Three distinct pharmacological actions have been implicated in the antimigraine effect of the triptans: (1) stimulation of presynaptic 5-HT1D receptors, which serves to inhibit both dural vasodilation and inflammation; (2) direct inhibition of trigeminal nuclei cell excitability via 5-HT1B/1D receptor agonism in the brainstem and (3) vasoconstriction of meningeal, dural, cerebral or pial vessels as a result of vascular 5-HT1B receptor agonism.
Rizatriptan is a selective agonist of serotonin (5-hydroxytryptamine; 5-HT) type 1B and 1D receptors. It is structurally and pharmacologically related to other selective 5-HT1B/1D receptor agonists and has only a weak affinity for 5-HT1A, 5-HT5A, and 5-HT7 receptors and no significant affinity or pharmacological activity at 5-HT2, 5-HT3 or 5-HT4 receptor subtypes or at alpha1-, alpha2-, or beta-adrenergic, dopamine1, ; dopamine2; muscarinic, or benzodiazepine receptors. This action in humans correlates with the relief of migraine headache. In addition to causing vasoconstriction, experimental data from animal studies show that Rizatriptan also activates 5-HT1 receptors on peripheral terminals of the trigeminal nerve innervating cranial blood vessels, which may also contribute to the antimigrainous effect of Rizatriptan in humans.

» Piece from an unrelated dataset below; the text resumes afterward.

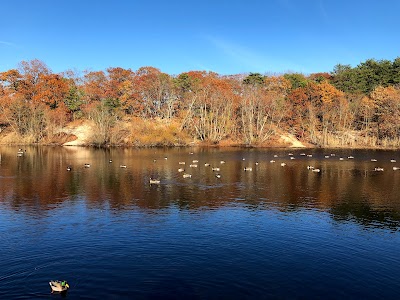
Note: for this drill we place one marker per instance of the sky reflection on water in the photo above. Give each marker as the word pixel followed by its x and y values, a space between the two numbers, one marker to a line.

Rizatriptan is metabolized by monoamine oxidase A isoenzyme (MAO-A) to an inactive indole acetic acid metabolite. In addition, several other inactive metabolites are formed. An active metabolite, N-monodesmethyl-rizatriptan, with pharmacological activity similar to that of the parent compound has been identified in small concentrations (14%) in the plasma.
Symptoms of overdose include dizziness, fainting, heart and blood vessel problems, high blood pressure, loss of bowel and bladder control, slow heartbeat, and vomiting.